Le principe des deux pouvoirs encarnées dans la même personne se retrouve dans toutes les traditions. Il apparaît dans la tradition judéo-chrétienne sous la figure de Melchissédec et celle des Rois-Mages. Dans le christianisme, la reconnaissance de ce principe unique subsiste dans la personne même du Christ.
Le sacerdoce reçoit sa force directement du principe, pendant que la royauté reçoit sa force du sacerdoce. Le sacerdoce est un médiateur entre le Ciel et la Terre, c’est pourquoi il est appelé en Occident “pontificat” (pont entre Dieu et l’homme).
La conception traditionnelle des «trois mondes»: la royauté correspond au «monde terrestre», le sacerdoce au «monde intermédiaire», leur principe commun au «monde céleste».
En Inde est dit que le Brâhmane est le type des êtres stables, pendant que le Kshatryia est le type des êtres changeants.
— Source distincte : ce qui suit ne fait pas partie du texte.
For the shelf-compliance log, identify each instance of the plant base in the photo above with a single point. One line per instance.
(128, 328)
Le premier est l’élément immuable, le deuxième est l’élément mobile. Dans chacun prédomine un guna différent.
“[…] la doctrine hindoue envisage trois gunas, qualités constitutives des êtres dans tous leurs états de manifestation: sattwa, la conformité à la pure essence de l’Etre universel, qui est identifiée à la lumière intelligible ou à la connaissance, et représentée comme une tendance ascendante; rajas, impulsion expansive, selon laquelle l’être se développe dans un certain état et, en quelque sorte, à un niveau déterminé de l’existence; enfin, tamas, l’obscurité, assimilée à l’ignorance, et représentée comme une tendance descendante.” (p. 53)
Les trois gunas sont dans tous les êtres, mais dans des proportions différentes, qui déterminent leurs tendances respectives. Le sattwa a la couleur blanche, le rajas – la couleur rouge, le tamas – la couleur noire.
Les Brâhmanes sont dominés de sattwa, les Kshatriyas de rajas – qui correspond à l’élément émotionnel. L’initiation des Kshatriyas est la voie “bhakti”, celle qui prend comme point de départ un élément émotif.
La race blanche est prépondérément rajasique, la voie qui lui convient le plus est celle de l’action et de l’émotion. En Inde est dit que si l’Occident reviendrait à un état normal on y trouverait beaucoup de Kshatriyas mais peu de Brâhmanes.
L’autorité spirituelle doit se montrer aux gens sous la forme qui correspond aux possibilités intellectuelles des récepteurs (tout comme on dit que les dieux, lorsqu’ils apparaissent aux gens, revêtent toujours des formes qui sont en rapport avec la nature même de ceux à qui ils se manifestent).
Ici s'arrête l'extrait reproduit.